PI Editorial: Back to square yellow in Garfield County, but why?
The Colorado Department of Public Health and Environment moved Garfield County back to yellow on Tuesday.
We’ve been supportive of following the state’s guidance via the dial throughout the pandemic, but even we are puzzled by this recent move. The dial itself is slated for “retirement” April 16, so we can’t help but see an end in sight to the move to yellow, no matter what our COVID-19 statistics show.
Garfield County is almost certain to come up with its own version of a COVID dial — that’s what CDPHE recommends to do after the state dial is phased out — but we’re very skeptical that our Garfield County commissioners will choose to mirror the state’s approach. In other words, don’t expect them to be as stringent with COVID-19 protocols as the state.
So, again: why is the state moving us to yellow now?
Obviously the simple answer is that two of the three major metrics show Garfield County in yellow, but the implementation of the various color levels have been anything but simple since their inception. In other words, we strongly suspect the state could use more discretion than what is being deployed right now.
The move also comes at a time when Glenwood Springs is bustling with visitors. Spring break is definitely a part of that, but we also see a generally more relaxed attitude locally. While we certainly aren’t out of the COVID-19 woods yet, we completely understand why people would be more likely to go on recreational trips now. It’s been a long, long year-plus of pandemic pain and we’re far enough removed from the rising tide of cases in early winter that people likely just feel safer. That behavior isn’t going to change merely because CDPHE declared Garfield County yellow.
The reality is, we wouldn’t be surprised if this is a precursor to Colorado keeping the COVID dial around a while longer. If that happens, we’ll be disappointed at the lack of message discipline from the state. No one forced the Polis administration to announce the dial’s retirement, and we would have preferred nothing at all on the matter as opposed to having to walk that back later this spring.

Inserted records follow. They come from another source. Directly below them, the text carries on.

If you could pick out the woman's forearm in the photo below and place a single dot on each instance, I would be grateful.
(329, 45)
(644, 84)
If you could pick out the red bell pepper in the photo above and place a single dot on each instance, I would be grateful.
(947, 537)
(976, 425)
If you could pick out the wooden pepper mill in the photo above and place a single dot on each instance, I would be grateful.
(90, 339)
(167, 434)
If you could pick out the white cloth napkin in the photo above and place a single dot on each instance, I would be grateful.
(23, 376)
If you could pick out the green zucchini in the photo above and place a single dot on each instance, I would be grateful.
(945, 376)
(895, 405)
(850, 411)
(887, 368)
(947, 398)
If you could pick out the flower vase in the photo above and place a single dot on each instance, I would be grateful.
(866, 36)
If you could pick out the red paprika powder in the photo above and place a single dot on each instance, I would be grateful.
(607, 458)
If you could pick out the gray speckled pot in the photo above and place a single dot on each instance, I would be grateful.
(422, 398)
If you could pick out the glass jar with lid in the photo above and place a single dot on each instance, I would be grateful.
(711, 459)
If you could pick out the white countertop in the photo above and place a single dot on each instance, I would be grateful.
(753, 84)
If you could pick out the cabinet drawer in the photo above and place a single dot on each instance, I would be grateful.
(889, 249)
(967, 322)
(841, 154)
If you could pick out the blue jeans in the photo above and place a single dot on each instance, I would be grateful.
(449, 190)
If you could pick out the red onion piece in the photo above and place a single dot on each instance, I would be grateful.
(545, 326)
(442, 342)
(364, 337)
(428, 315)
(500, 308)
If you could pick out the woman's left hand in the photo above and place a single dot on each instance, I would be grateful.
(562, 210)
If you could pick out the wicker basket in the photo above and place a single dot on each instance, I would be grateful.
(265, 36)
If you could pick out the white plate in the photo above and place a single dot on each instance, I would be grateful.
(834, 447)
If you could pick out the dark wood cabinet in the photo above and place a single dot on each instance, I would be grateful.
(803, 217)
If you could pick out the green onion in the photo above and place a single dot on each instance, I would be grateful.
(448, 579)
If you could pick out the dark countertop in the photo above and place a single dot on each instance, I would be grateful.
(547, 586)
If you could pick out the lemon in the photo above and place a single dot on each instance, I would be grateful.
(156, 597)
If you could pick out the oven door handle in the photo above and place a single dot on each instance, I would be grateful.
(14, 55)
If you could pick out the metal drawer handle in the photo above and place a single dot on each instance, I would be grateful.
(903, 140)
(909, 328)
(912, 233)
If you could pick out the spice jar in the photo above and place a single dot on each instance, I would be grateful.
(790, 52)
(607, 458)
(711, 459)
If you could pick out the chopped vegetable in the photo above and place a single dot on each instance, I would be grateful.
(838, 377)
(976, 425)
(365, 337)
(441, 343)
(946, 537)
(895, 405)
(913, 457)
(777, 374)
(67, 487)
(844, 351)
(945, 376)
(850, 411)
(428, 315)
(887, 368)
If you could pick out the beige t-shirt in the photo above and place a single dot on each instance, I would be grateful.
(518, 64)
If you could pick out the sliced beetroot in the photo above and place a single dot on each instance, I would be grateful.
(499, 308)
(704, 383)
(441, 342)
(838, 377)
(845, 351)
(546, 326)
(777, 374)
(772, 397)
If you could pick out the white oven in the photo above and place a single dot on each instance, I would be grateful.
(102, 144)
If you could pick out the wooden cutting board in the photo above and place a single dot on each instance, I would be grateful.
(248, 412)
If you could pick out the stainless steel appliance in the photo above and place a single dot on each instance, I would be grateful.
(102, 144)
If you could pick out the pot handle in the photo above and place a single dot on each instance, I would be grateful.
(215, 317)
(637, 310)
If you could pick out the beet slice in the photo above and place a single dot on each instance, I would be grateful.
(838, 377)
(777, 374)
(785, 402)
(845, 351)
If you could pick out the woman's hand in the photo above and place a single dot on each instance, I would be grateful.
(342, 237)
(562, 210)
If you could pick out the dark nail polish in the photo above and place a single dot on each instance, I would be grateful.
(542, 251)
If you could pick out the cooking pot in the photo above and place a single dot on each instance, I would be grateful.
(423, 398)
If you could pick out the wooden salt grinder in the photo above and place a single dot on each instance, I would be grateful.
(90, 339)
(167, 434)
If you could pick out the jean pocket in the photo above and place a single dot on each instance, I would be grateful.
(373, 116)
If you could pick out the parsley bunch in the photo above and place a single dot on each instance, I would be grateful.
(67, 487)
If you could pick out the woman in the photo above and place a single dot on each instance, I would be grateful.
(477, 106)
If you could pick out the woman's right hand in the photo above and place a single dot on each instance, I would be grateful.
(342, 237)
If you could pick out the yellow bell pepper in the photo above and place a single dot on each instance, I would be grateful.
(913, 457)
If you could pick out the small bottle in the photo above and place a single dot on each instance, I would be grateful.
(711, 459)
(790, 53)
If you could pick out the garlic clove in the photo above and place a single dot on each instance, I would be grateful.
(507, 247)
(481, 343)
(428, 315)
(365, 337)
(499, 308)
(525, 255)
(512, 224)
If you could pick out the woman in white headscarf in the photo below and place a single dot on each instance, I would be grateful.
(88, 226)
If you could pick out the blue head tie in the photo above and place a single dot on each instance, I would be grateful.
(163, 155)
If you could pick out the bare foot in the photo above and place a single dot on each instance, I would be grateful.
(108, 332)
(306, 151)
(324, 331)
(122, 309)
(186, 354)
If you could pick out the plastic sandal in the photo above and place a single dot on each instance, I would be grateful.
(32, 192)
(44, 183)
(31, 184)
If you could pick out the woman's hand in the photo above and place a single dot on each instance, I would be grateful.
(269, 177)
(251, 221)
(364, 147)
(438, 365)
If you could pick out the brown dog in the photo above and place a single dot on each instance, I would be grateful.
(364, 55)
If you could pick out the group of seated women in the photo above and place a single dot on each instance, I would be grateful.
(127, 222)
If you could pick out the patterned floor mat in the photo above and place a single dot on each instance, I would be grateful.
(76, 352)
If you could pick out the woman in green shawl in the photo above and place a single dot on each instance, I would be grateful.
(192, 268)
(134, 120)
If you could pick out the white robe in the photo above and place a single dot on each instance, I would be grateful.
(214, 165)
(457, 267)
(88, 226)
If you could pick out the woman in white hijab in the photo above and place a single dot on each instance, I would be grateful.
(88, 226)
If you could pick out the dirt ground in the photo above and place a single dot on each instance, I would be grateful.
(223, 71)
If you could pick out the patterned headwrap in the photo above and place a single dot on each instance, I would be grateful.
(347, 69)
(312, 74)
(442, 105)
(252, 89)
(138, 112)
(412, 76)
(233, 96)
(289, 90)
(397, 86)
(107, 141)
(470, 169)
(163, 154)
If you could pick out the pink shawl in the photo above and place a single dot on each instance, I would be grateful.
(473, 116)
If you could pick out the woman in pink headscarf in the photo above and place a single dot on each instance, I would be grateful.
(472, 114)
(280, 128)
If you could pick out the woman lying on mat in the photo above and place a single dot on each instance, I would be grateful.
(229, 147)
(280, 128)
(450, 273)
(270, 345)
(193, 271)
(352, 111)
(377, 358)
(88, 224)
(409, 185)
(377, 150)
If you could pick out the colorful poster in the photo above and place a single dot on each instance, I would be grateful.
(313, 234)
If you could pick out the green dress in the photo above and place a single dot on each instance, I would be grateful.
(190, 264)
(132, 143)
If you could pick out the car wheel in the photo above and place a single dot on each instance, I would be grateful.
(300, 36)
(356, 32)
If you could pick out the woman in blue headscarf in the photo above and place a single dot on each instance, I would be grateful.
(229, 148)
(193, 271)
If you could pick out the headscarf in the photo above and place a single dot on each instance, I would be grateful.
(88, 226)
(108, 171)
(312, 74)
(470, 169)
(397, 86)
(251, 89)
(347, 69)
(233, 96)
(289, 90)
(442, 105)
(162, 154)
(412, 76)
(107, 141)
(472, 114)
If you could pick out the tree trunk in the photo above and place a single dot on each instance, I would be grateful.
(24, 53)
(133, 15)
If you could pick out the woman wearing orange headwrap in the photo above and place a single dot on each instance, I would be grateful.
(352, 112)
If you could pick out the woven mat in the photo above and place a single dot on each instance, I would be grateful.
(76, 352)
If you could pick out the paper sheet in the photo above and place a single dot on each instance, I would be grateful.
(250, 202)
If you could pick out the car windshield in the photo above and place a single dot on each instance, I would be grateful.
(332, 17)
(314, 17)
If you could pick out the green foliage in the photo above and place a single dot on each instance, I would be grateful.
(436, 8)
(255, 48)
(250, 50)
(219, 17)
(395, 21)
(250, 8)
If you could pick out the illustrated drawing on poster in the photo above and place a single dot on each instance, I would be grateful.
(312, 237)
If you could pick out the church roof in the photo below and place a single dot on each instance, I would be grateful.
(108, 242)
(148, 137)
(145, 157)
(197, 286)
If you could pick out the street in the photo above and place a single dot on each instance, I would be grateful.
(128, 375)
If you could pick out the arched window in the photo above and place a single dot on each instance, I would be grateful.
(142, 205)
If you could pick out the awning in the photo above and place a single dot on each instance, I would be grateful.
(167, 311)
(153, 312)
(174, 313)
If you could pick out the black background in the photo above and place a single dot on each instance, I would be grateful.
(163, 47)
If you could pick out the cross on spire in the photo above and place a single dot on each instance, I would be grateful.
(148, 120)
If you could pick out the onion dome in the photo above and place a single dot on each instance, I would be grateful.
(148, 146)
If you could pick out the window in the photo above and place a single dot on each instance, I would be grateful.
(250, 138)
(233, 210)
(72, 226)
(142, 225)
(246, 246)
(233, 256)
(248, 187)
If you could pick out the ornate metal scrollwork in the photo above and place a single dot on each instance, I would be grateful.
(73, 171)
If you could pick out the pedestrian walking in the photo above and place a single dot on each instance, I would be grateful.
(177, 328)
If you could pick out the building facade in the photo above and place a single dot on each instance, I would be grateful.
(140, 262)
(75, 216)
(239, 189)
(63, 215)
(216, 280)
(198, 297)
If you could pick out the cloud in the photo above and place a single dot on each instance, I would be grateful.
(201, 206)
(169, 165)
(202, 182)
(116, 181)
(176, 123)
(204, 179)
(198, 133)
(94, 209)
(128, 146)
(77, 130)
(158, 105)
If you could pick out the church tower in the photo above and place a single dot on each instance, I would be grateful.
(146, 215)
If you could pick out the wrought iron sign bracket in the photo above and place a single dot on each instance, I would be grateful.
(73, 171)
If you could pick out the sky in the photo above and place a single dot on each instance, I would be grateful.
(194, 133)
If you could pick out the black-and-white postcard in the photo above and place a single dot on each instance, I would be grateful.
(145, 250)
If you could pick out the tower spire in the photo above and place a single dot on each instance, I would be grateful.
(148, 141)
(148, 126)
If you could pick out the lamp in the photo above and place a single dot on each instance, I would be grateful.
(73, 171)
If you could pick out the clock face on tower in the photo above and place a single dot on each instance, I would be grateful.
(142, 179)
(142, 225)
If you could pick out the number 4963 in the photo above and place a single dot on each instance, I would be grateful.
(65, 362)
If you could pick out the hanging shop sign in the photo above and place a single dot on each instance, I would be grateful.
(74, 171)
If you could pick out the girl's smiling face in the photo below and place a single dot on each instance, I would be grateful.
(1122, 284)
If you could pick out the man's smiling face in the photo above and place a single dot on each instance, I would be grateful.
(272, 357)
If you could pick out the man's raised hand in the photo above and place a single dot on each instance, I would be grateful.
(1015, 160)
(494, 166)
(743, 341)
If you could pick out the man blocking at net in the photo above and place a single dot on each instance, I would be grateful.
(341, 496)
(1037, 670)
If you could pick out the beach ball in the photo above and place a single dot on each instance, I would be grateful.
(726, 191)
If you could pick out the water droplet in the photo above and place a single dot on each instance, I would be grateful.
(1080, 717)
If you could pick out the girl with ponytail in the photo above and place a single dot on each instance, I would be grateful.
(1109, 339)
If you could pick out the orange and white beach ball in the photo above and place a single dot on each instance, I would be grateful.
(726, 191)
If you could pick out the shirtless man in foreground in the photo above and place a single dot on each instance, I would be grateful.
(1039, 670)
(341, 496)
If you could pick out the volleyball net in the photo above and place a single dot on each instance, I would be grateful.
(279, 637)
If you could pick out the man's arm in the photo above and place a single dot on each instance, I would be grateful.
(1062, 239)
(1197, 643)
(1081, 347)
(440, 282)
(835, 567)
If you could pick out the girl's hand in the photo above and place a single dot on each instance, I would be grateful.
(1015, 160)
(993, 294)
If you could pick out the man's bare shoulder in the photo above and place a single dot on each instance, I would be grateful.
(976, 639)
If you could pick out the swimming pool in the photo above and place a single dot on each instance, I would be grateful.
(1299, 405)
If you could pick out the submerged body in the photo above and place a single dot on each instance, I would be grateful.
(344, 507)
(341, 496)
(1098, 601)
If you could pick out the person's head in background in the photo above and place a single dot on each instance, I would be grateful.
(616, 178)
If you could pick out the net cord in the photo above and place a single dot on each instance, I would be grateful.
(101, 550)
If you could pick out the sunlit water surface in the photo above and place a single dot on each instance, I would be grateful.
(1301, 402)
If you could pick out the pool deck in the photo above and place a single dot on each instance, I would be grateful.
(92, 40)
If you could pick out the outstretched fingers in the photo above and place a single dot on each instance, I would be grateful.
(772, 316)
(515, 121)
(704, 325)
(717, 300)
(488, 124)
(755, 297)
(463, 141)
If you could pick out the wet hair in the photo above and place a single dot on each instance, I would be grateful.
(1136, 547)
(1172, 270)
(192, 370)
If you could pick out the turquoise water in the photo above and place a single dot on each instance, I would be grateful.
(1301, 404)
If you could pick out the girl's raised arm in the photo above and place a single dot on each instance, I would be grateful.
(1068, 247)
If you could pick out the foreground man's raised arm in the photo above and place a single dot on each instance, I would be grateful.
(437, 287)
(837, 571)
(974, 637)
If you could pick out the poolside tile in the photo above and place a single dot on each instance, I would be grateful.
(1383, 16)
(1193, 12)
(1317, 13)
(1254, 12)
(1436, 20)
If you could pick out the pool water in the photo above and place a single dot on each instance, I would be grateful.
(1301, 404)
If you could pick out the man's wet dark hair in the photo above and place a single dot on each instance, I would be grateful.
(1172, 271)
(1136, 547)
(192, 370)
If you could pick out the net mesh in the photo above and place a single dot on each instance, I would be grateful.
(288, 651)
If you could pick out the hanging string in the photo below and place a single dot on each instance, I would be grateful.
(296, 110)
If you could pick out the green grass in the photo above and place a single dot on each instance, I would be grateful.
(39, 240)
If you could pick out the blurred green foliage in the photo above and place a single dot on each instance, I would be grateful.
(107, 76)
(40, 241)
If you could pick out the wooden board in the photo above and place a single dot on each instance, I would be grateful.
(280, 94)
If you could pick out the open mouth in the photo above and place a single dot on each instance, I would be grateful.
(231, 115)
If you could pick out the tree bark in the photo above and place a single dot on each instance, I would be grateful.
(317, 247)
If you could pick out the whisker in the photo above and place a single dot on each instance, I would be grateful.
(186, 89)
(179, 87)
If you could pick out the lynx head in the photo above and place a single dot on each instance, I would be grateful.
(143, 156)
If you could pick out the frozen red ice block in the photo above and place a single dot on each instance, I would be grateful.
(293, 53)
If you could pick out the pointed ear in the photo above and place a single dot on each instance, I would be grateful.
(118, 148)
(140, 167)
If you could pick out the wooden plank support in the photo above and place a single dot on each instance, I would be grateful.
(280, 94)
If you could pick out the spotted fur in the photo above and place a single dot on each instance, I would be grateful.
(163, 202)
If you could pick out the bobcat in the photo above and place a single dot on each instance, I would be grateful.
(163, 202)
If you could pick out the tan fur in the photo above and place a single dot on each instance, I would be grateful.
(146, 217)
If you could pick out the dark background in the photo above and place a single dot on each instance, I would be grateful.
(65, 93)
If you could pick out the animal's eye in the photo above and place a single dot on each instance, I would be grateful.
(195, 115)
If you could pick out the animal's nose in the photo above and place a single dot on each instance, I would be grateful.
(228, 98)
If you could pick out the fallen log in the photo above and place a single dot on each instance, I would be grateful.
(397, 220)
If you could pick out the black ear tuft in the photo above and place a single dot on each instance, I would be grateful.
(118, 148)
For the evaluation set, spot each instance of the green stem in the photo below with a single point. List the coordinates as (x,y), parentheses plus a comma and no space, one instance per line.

All that said, it is important for us to keep doing what we need to do to be safe even as we reopen and welcome more and more tourists back to Garfield County. Have fun and enjoy the area, but keep those masks handy for visiting local businesses and where social distancing isn’t possible.
We know, we know — we’re tired of them too — but if we keep our guard up for a while longer until we reach herd immunity through vaccinations and those who’ve developed natural antibodies after infection, we’ll be able to get fully back to normal that much sooner.
The Post Independent Editorial Board consists of Publisher Bryce Jacobson, Editor Peter Baumann and Managing Editor/Senior Reporter John Stroud.